Я Ийку знал, но я не знал и я никак не мог понять: ну почему она не любит Юрку? Это было совсем ненормально. Конечно, Ийка, она была такая, что я не берусь что-либо о ней сказать хотя бы немного описательное… Но ведь и Юрка, черт возьми, да разве на кого-то в мире был похож?! Ну разве что на брата Борю…

Я думаю, что Юра с Ийкой в конце концов поженились потому, что Юрка пришел в институт, и невероятная концентрация его всемирной влюбленности оказалась немного разбавленной иными впечатлениями. Ия, бедная, наконец то смогла рядом с Юркой нормально дышать.

У входа в центральную Девятую аудиторию, под пасмурным стеклянным сводом в наше время стояли монументальные гипсовые фигуры Ленина и Сталина, своими спинами загораживая изящную нишу с широкой белой чашей и ниспадающей в нее струей волы из белой львиной пасти.

В 1984 году в издательстве «Молодая гвардия» вышла Книга Коваля «Самая легкая лодка в мире». Кроме заглавной повести, сюда вошло еще несколько рассказов, а увенчала книгу небольшая изумительная повесть «От Красных ворот», где и рассказано про институт и его стеклянный свод. Тогдашняя цензура вздрогнула от странного упоминания «двух важнейших скульптур нашего времени» — и попросила это снять. Пришлось «диковинным типам» толпиться просто «у ног огромных скульптур». А уже в 1993-м, когда я издавал в «Книжной палате» Юрии сборник «Опасайтесь лысых и усатых» (его название!), Юра подал в редакцию подлинный текст. Об этом Коваль рассказал Ирине Скуридиной в большом интервью не для печати, но Ира, слава Богу, потом, когда уже Юра ушел, опубликовала этот разговор в «Вопросах литературы»:

«… Когда я описываю Пединститут, а там стояли у нас скульптуры Ленина и Сталина, я написал: „Какие прекрасные девушки толпились у ног двух важнейших скульптур нашего времени“. — (Это он цитирует по памяти, неточно. — В. К.) — Вот это „двух важнейших скульптур нашего времени“ 6ыло выкинуто.

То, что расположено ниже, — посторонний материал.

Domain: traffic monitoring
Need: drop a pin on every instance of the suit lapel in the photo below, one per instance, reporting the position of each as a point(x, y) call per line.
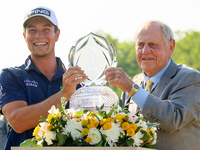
point(165, 79)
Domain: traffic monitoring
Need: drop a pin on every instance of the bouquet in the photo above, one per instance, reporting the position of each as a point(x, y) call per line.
point(118, 127)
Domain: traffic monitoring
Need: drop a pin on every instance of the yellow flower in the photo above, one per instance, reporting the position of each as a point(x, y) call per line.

— Вполне безобидная фраза. Вы потом ее не восстановили случайно?

— По-моему, я восстановил в последнем издании, надо посмотреть, проверить по „Лысым и усатым“. Там, по-моему, восстановлено».


Да, Юра, там восстановлено.

Конечно, подаренный мне «Дождь», первый «серьезный» Юркин рассказ, еще не был прозой Коваля (не знаю, перечитывал ли он его), но все же в короткий и во многом наивный текст рассказа упали уже тогда предвещающие божественность искры. Ведь дождь шел непрерывно уже четвертый день:

«Я уже не закрывал глаза, если в них попадали капли. Я мог запрокинуть голову и смотреть в воду, которая называюсь небом».

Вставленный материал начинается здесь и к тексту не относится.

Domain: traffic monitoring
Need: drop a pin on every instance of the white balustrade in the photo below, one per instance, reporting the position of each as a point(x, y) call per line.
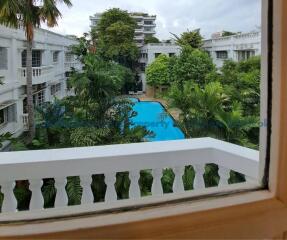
point(198, 179)
point(110, 160)
point(37, 200)
point(224, 175)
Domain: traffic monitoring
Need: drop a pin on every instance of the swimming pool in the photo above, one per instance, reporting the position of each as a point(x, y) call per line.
point(154, 117)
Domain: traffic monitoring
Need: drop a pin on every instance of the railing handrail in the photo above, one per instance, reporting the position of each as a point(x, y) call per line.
point(127, 157)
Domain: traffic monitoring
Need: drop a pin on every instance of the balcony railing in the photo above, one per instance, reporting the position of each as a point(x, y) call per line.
point(25, 121)
point(39, 74)
point(110, 160)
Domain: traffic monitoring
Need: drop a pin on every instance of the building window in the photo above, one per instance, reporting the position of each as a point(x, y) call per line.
point(36, 58)
point(3, 58)
point(222, 54)
point(55, 88)
point(148, 22)
point(148, 29)
point(56, 56)
point(244, 55)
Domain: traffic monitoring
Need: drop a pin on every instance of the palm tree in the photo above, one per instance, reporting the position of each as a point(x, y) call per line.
point(30, 14)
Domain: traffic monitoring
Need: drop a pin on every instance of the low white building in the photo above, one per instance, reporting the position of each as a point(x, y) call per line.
point(52, 61)
point(150, 52)
point(236, 47)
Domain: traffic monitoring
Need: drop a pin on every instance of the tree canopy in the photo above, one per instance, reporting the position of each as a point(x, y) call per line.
point(157, 73)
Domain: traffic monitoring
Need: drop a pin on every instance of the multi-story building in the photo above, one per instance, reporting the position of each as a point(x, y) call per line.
point(145, 25)
point(51, 61)
point(236, 47)
point(151, 51)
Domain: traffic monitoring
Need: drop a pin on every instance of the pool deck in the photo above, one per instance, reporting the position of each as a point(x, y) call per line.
point(173, 111)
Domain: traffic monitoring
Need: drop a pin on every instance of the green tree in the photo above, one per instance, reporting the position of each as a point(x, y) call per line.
point(151, 39)
point(190, 38)
point(30, 14)
point(228, 33)
point(242, 82)
point(115, 34)
point(198, 106)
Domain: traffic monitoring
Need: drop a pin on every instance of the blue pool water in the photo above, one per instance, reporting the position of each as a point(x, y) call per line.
point(154, 117)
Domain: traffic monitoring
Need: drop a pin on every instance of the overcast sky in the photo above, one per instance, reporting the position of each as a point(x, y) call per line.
point(172, 15)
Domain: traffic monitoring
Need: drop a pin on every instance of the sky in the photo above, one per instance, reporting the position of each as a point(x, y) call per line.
point(174, 16)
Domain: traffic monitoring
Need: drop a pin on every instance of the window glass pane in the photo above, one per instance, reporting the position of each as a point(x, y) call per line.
point(3, 58)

Приготовление к новой жизни

«Славка! Славка!

Здравствуй, мой дорогой Славка. Мало сказать, что я жму твою руку. Я обнимаю твои могучие солдатские плечи.

Здравствуй, мой искренний Славка.

Сволочь ты такая, и я тоже большая сволочь. Плохо мне сейчас, Славик, плохо мне и тяжело, потому что нет у меня настоящего друга. Нет как нет. Как глупо тогда мы с тобой поссорились, как глупо эта ссора испортила тебе несколько лет жизни. Ведь если бы не было этой ссоры, учились бы мы, пожалуй, вместе. И вместе бы делали дела. Писать я почти ничего не пишу. А ест и пишу, то пишу так, чтобы нельзя было наплевать на меня и разорвать мое сердце. Когда я напечатал „Дождь“ (ты его помнишь?), меня же совершенно смешали с грязью. То есть народ, так сказать „толпа“, приняла рассказ довольно хорошо. Некоторым он очень поправился. Это меня радовало. Но люди, мнение которых я сдуру, по наивности, ценил выше других, буквально наплевали мне в рожу. Я помню, ты тогда очень меня поддержали, когда сказал, что тебе рассказ понравился. После этого, Славик, я постепенно скатился, потому что рассказ я писал от чистого сердца и с чувством… Это все же мое чувство, и мне оно важно… Я не знаю, могу ли я и буду ли я писать. Но мне кажется, что не писать я не могу. А в общем, пусть все идет к дьяволам. Мне хочется лишь покоя. Покоя душевного… Мне не хватает тебя, человека, который сказал бы: „Юрка, да брось ты. Все в порядке!“ И протянул мне „петушка“.

С горя занялся я рисованием. Поступил (у нас там, в ин-те) на курсы рисования (вторая специальность). Увлекся и увлекаюсь до сих пор. Снова и снова жалею, что нет тебя. Ведь из тебя бы, пожалуй, вышел толк в этом деле. Плохо и плохо мне, Стека, и писать я кончаю. И писать я буду теперь тебе чаще и интересней.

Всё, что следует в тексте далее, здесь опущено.